Goodbye SCE – I never liked you anyway
Last summer, I started using Microsoft System Center Essentials 2010, primarily for its software distribution functions. Aimed at small- to medium-sized networks, it’s ideally placed for use in school. Like almost every System Center product I’ve used, it wasn’t the simplest thing in the world to set up, but once working, it works reasonably well.
Well, except for…
- … taking sodding ages just to load the console.
- … not being able to accurately target x64 .msi packages to only install on x64 clients.
- … .exe install packages that won’t reinstall if you manually remove them from the client (.msi packages do).
- … the various times I investigated errors from System Center in the Event log on the server, only to find the error was bogus and had been in the product for years without being fixed.
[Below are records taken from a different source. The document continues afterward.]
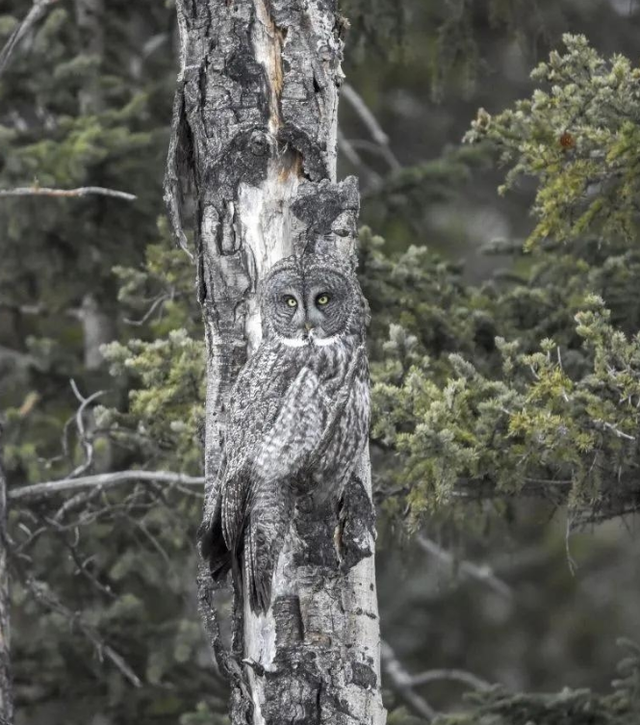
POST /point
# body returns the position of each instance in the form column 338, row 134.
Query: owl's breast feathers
column 295, row 414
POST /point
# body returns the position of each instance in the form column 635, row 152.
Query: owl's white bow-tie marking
column 298, row 417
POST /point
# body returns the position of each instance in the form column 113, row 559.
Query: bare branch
column 401, row 682
column 379, row 136
column 37, row 11
column 6, row 689
column 354, row 157
column 102, row 481
column 86, row 442
column 468, row 568
column 43, row 594
column 467, row 678
column 66, row 193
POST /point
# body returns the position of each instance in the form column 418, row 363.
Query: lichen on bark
column 254, row 146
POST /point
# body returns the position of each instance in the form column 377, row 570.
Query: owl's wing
column 253, row 406
column 282, row 457
column 358, row 370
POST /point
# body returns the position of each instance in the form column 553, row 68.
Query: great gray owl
column 298, row 416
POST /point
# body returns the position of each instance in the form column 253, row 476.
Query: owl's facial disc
column 329, row 301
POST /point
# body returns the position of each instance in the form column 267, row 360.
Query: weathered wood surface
column 253, row 156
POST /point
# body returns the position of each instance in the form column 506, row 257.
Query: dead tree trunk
column 254, row 145
column 6, row 689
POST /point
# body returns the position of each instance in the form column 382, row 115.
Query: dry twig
column 66, row 193
column 37, row 11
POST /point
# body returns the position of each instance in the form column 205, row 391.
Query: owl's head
column 314, row 299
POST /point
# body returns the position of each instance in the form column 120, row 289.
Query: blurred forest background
column 506, row 476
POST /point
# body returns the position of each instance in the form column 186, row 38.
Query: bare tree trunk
column 255, row 129
column 6, row 689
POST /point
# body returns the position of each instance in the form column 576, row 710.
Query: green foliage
column 578, row 707
column 580, row 140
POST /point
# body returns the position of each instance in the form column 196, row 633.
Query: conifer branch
column 402, row 683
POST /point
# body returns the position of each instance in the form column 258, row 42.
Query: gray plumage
column 297, row 420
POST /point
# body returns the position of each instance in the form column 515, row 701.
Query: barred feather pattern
column 298, row 417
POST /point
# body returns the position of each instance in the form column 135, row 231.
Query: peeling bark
column 254, row 135
column 6, row 689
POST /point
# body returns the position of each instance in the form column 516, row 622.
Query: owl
column 297, row 420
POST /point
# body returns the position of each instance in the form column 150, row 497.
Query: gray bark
column 255, row 128
column 6, row 689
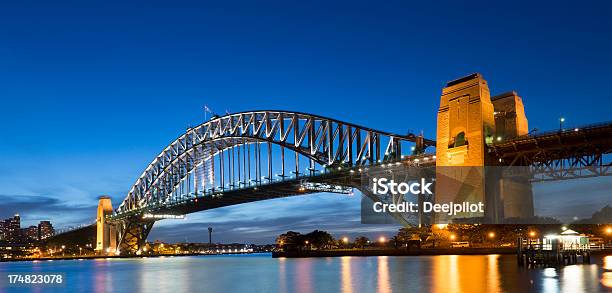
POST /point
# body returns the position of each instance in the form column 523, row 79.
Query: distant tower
column 466, row 124
column 469, row 121
column 514, row 194
column 209, row 235
column 106, row 239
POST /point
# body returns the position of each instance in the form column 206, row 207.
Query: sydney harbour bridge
column 259, row 155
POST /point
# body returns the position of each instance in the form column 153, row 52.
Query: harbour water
column 261, row 273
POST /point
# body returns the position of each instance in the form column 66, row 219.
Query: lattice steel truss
column 238, row 151
column 573, row 153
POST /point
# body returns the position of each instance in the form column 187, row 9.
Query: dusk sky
column 92, row 91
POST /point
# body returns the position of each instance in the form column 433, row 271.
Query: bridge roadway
column 333, row 180
column 341, row 151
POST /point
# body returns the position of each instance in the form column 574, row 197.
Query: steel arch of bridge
column 186, row 167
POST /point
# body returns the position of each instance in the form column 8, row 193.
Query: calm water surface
column 261, row 273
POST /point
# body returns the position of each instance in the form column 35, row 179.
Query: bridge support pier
column 132, row 235
column 106, row 236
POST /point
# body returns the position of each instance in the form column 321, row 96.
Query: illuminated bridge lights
column 161, row 217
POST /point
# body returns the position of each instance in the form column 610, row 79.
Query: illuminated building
column 45, row 230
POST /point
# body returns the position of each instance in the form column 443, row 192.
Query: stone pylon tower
column 469, row 120
column 465, row 125
column 106, row 238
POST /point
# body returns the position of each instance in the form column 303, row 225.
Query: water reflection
column 384, row 283
column 606, row 278
column 467, row 273
column 261, row 273
column 304, row 276
column 347, row 285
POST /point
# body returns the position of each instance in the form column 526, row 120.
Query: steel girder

- … all the times I’d look in the console and see a report that half my computers weren’t up to date on updates, only to check them and find they were.
- … every time I tried to remotely trigger Windows Update on a group of machines, only to be told that it couldn’t be triggered on any of them because a single machine was offline (when often it was, but SCE doesn’t perform any realtime checking of client machines, it just waits for the remote agent to report in).
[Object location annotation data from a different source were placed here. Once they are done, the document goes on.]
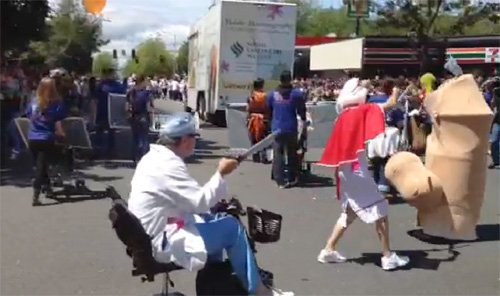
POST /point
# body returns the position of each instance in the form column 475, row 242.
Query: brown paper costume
column 448, row 190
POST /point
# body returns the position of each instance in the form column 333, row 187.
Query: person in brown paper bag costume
column 448, row 190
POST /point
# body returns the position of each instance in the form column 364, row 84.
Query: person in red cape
column 357, row 124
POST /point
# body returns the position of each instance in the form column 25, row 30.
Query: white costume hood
column 351, row 94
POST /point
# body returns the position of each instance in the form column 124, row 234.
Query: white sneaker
column 326, row 256
column 278, row 292
column 394, row 261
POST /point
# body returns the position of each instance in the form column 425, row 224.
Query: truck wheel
column 201, row 108
column 220, row 118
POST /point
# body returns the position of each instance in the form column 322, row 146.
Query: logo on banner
column 237, row 49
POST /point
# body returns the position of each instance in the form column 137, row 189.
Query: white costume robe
column 162, row 190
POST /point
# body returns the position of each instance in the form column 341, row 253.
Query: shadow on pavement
column 315, row 181
column 419, row 259
column 62, row 200
column 485, row 233
column 170, row 294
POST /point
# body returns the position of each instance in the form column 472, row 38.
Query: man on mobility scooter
column 175, row 210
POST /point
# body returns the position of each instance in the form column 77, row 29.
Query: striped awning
column 475, row 55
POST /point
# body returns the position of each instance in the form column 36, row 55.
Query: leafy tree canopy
column 73, row 37
column 21, row 21
column 152, row 59
column 398, row 17
column 103, row 61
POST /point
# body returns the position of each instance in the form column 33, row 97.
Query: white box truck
column 235, row 43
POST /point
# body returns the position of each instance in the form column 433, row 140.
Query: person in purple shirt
column 45, row 113
column 106, row 86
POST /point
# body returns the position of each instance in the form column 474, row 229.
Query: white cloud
column 132, row 22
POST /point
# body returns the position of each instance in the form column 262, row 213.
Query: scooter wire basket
column 264, row 226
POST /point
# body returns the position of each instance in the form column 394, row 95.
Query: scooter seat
column 157, row 268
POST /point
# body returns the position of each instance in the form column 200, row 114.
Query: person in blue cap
column 174, row 209
column 140, row 107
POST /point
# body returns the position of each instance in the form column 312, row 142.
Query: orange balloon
column 94, row 6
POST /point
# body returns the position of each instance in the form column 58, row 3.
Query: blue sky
column 133, row 21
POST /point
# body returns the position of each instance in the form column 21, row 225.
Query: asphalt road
column 70, row 248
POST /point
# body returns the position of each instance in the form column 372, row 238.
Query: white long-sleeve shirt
column 162, row 188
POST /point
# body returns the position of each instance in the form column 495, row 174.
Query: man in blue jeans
column 174, row 209
column 495, row 130
column 107, row 85
column 285, row 104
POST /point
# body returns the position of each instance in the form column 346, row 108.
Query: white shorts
column 359, row 191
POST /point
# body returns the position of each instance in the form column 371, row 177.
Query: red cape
column 354, row 127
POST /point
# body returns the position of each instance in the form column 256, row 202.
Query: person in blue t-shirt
column 106, row 86
column 394, row 118
column 140, row 106
column 285, row 104
column 45, row 113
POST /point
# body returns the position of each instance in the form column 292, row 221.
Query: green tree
column 103, row 61
column 183, row 58
column 153, row 59
column 73, row 37
column 22, row 21
column 304, row 16
column 428, row 18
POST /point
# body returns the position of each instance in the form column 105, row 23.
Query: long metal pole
column 358, row 25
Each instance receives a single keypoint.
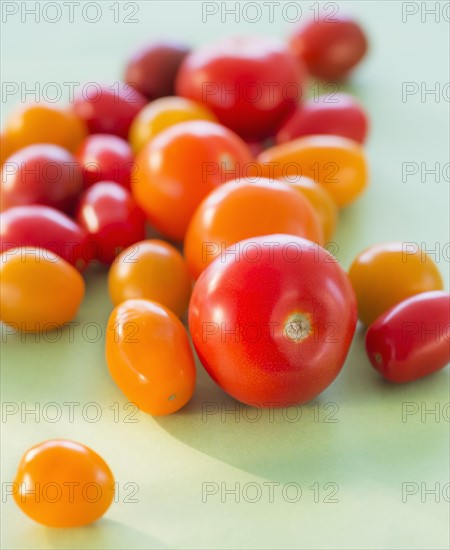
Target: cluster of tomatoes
(217, 149)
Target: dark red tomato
(412, 339)
(111, 218)
(44, 227)
(337, 114)
(251, 84)
(109, 109)
(153, 68)
(272, 320)
(330, 47)
(105, 157)
(41, 174)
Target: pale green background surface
(369, 452)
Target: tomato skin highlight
(412, 339)
(271, 329)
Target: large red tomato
(251, 84)
(272, 320)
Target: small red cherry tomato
(44, 227)
(109, 109)
(251, 84)
(105, 157)
(330, 47)
(41, 174)
(340, 115)
(112, 219)
(412, 339)
(153, 68)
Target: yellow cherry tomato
(153, 270)
(39, 291)
(386, 274)
(44, 123)
(62, 483)
(149, 356)
(162, 113)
- … that I recently found out that when you delete software packages, it doesn’t actually remove the files from your WSUS server. When I tracked down all the undeleted files that had been left on my WSUS server, I freed up nearly 8GB spread over more than 70 deleted packages.
- … the article from Microsoft I read a few weeks ago in which they stated that the Virtual Machine Manager components of SCE 2010 will not be updated to support RemoteFX or Dynamic Memory Management.
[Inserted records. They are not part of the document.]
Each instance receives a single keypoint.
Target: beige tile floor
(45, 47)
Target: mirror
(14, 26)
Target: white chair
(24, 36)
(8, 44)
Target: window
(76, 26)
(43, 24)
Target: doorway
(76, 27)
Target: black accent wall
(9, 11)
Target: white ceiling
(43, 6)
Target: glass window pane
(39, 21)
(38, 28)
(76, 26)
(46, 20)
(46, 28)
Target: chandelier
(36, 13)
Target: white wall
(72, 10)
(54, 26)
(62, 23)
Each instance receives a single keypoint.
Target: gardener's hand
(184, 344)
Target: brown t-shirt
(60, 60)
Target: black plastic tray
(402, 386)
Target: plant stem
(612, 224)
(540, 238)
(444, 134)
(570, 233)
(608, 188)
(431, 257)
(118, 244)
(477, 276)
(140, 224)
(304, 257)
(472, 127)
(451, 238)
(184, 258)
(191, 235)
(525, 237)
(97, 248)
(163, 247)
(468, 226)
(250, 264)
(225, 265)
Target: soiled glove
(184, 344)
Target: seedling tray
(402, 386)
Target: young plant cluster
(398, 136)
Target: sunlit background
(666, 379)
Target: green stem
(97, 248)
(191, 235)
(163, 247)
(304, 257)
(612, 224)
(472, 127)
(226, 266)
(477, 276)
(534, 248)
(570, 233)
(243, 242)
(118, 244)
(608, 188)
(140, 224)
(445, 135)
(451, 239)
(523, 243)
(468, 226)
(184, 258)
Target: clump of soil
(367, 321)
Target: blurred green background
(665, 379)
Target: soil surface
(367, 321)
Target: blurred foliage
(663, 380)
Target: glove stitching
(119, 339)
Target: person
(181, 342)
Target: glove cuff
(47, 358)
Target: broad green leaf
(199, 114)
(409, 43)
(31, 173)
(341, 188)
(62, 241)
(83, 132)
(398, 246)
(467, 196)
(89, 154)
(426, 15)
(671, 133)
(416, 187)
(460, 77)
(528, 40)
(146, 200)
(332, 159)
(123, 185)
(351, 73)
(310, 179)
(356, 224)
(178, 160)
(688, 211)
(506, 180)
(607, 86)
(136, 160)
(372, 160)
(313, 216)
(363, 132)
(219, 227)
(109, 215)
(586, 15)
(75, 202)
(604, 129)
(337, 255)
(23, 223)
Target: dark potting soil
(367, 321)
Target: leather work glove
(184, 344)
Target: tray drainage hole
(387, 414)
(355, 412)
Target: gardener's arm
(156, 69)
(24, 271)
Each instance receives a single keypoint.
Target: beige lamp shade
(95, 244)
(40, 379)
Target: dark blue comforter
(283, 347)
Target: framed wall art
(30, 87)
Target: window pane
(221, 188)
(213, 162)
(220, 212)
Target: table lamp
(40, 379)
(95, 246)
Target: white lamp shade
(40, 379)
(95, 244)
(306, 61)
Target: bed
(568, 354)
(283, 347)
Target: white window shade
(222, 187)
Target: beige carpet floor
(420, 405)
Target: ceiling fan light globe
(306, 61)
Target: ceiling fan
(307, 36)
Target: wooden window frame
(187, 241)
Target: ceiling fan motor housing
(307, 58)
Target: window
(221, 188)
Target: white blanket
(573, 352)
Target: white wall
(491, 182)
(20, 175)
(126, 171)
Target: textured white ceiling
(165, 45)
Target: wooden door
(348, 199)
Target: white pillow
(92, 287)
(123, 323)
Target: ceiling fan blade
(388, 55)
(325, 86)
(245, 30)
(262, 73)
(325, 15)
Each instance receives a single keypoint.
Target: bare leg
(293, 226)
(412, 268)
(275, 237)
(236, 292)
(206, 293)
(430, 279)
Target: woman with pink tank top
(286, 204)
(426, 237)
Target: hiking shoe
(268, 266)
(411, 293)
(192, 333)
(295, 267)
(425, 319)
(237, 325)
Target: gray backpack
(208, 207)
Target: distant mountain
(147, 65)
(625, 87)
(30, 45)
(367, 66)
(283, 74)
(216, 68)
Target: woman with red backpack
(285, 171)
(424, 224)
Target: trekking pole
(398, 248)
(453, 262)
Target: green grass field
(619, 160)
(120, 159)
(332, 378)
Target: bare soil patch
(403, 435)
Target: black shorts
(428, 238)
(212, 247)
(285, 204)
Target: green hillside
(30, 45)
- … the fact that on top of everything above, even my end users had been noticing some odd performance issues with the older machines, which when I investigated them, were down to the MOMAgent.exe consuming 50%+ of the CPU time for around 10 mins at a time.
Eventually, I’d had enough. So when I heard about Local Update Publisher recently, I saw my chance. Local Update Publisher is a simple, lightweight tool that essentially replaces the software install functionality in SCE that adds custom install packages to WSUS. It’s a lot like System Center Update Publisher, except you can actually approve the updates instead of just publishing them for later approval in SCCM. What’s more, it does a better job of it. The package detection rules are superior to SCE, even for .exe installs, and if you remove a package, it actually removes it. Best of all, its free.
LUP doesn’t replace all of SCE’s functionality, but it replaces the bit I actually care about. SCE’s time had come, and over the Easter break, I removed all the client agents, and uninstalled it from the server. I haven’t looked back since.